The Wichita school district will propose keeping the local property tax rate flat for the fourth consecutive year, according to a budget overview presented by Superintendent John Allison on Monday.
The district’s $628 million budget for 2012-13 — about $22 million more than the previous year’s — includes an increase in teaching positions that would be funded largely with increases in state and federal education funding.
“We’ve stayed focused on the classrooms,” Allison said.
“As we look at where we need to go from a student achievement standpoint, we know that that’s a top priority for Wichita public schools, and our budget is clearly focused on teachers and other direct support personnel.”
The big unknown that still could affect the district’s budget is whether its more than 4,000 teachers will get a raise this year.
Negotiating teams for the district and the local teachers union met with a federal mediator for about three hours Monday morning, officials said, but so far have not reached a tentative agreement.
A tentative contract with service workers, reached earlier this month, will cost the district about $2.8 million in additional salaries and benefits, officials said.
Allison has proposed adding more than 60 full-time positions for the coming year, including about 35 teachers.
New hires will be focused primarily on bilingual and special-education students, he said, because that is where the district is seeing its most immediate need.
The new positions include 15 bilingual teachers, 12 special-education teachers, eight regular-education teachers, 23 to 25 special-education paraprofessionals, six food service workers, three custodians and one building administrator.
Even so, the district will be down more than 200 employees since 2009, Allison said.

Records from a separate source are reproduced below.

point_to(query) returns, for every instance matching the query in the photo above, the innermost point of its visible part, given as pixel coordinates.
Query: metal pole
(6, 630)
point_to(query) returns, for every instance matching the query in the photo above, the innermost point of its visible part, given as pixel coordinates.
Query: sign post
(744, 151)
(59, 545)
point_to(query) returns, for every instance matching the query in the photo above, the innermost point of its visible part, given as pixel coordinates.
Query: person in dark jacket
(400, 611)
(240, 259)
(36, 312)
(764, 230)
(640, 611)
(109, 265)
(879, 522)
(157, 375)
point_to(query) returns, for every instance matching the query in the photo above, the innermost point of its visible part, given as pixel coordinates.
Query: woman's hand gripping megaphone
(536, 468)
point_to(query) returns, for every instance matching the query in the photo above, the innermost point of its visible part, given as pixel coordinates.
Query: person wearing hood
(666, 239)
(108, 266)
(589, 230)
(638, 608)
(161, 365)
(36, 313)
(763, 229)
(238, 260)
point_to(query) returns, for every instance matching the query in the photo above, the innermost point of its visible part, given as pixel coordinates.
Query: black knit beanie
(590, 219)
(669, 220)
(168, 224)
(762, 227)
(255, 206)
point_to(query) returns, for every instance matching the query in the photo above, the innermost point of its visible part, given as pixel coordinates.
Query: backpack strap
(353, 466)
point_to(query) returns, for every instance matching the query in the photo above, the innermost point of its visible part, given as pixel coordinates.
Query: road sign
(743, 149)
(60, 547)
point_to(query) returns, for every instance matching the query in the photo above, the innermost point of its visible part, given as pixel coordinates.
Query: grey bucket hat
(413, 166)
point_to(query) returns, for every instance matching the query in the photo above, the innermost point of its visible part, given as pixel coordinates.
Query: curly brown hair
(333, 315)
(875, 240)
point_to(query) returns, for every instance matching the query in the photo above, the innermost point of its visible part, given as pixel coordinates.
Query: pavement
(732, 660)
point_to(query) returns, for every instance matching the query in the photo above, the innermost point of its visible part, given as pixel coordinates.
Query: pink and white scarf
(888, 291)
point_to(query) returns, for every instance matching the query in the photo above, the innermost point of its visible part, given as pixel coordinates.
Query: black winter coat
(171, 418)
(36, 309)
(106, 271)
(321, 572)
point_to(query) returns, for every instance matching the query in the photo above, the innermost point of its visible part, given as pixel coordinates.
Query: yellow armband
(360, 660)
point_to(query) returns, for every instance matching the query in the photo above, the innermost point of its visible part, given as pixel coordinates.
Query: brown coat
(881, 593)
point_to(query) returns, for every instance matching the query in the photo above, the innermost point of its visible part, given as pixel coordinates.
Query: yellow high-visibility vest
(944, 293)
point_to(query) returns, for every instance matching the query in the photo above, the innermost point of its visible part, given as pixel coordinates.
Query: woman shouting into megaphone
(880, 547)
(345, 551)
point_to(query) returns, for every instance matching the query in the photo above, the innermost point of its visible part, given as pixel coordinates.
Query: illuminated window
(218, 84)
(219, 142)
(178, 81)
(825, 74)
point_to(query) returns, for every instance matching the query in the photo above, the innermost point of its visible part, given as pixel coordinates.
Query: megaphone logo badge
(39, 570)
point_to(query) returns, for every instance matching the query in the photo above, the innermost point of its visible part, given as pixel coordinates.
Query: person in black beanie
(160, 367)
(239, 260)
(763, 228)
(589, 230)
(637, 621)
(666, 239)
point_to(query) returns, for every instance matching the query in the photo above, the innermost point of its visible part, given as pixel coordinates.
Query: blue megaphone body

Over the past four years, as state per-pupil funding decreased, the district cut those jobs through layoffs, retirements and attrition.
“We’re still at 2001 funding levels,” Allison said, “If only our costs were at 2001.”
Wichita schools’ enrollment remains strong, at more than 50,000 students — up about 1,100 over the past decade. The district educates half the schoolchildren in Sedgwick County and about 10 percent of those in the state.
About $100 million of the district’s total budget is spent on special education. A special-ed student “costs about three times as much to educate” as a regular-education student, Allison said.
Board members are expected to get a more detailed look at next year’s budget sometime next week, Allison said, and it will be posted on the district’s website.
The board is expected to tentatively approve the budget at its Aug. 13 meeting. A public hearing and final vote are scheduled for Aug. 27.
Also on Monday, Allison told board members that “there’s far more unknown than known” about how the state’s recently accepted waiver from some provisions of No Child Left Behind will affect Wichita schools.
Kansas education officials learned last week that the U.S. Department of Education approved its waiver request.
“At this point in time there’s very, very little detail about some of the aspects of this,” Allison said. District officials still are sifting through the 358-page document and will learn more from state education officials next week.
“I hate to say we just don’t know, but we don’t,” Allison said. “There will absolutely be change. This is going to be a significant shift.”